Reflexão para o domingo, 6 de setembro

Referente à perícope do Evangelho de Lucas 10, 1-20

“Eu vos mando como cordeiros para o meio dos lobos. Não levem dinheiro nem bolsa nem sandálias”.
Os apóstolos de Jesus, que iriam percorrer as aldeias por onde ele pensava viajar, não devem levar nem bolsa de dinheiro nem mochila nem sapatos. Hoje em dia, seria difícil viajar assim, desprovido de qualquer característica da atual civilização. Muitos séculos atrás, os adeptos de Francisco de Assis (1181–1226) tentaram seguir a rigor esses preceitos de Jesus.
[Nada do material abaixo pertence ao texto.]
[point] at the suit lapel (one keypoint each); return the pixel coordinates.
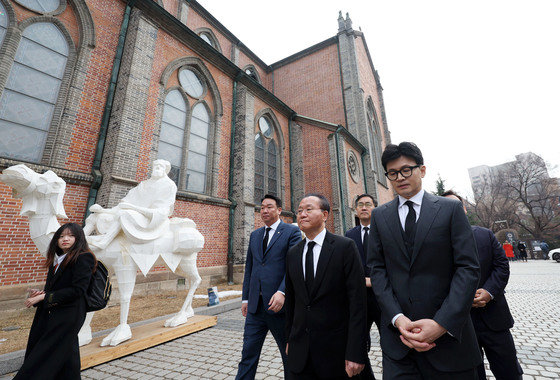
(428, 212)
(297, 265)
(274, 237)
(322, 264)
(260, 238)
(391, 215)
Como mendigos, passavam pelas aldeias, entregando-se completamente à benevolência dos moradores, servindo a Deus por meio dessa conduta de vida.
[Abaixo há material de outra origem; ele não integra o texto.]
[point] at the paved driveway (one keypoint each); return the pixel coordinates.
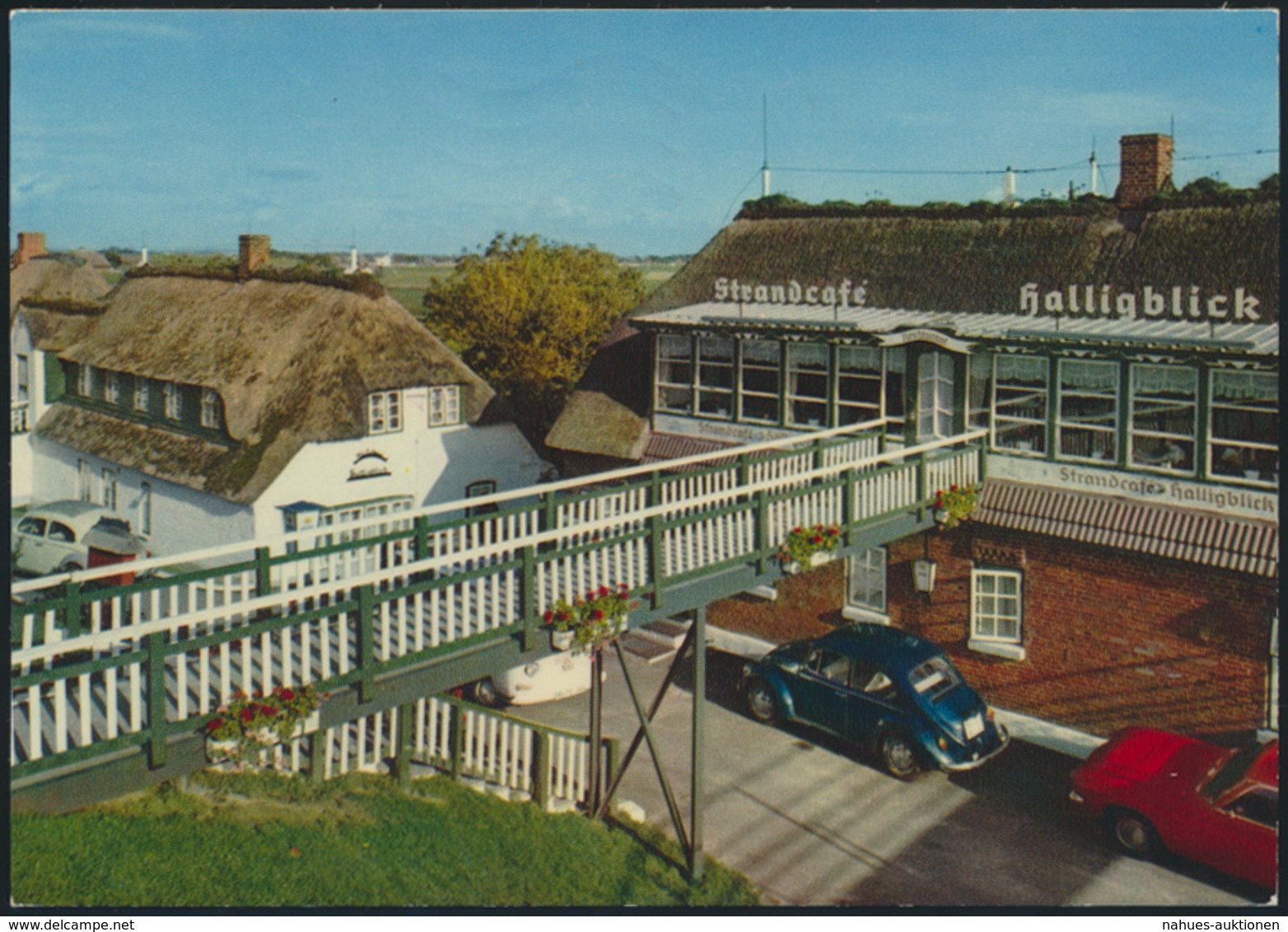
(813, 824)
Muitas pessoas que atualmente seguem como peregrinos o chamado caminho de Santiago na Europa, sentem o conforto da independência relativa e transitória de uma vida sem compromissos e sem horas marcadas, mas, geralmente, levam além da bagagem pelo menos o cartão de crédito.
Por incrível que pareça, sempre houve e ainda há hoje centenas de milhares de mensageiros do mundo celestial que chegam diariamente à Terra sem meios, incondicionalmente entregues à boa vontade das pessoas, estando nus, dependendo existencialmente de desconhecidos. Partem do mundo da Verdade, do Belo e do Bom e chegam ao mundo do vento frio, da fome e do crime. São as crianças que diariamente se encarnam em nosso mundo.
Bem, geralmente não nascem “no meio de lobos”. São filhos desejados, esperados e acolhidos com todo o amor do coração por parte de pais e familiares, que dão todo o apoio necessário. Qual é a mensagem que eles trazem? Eles ainda não falam, mas o primeiro sorriso já é a prova de que eles vêm do mundo onde reinam a pureza, a alegria e o amor.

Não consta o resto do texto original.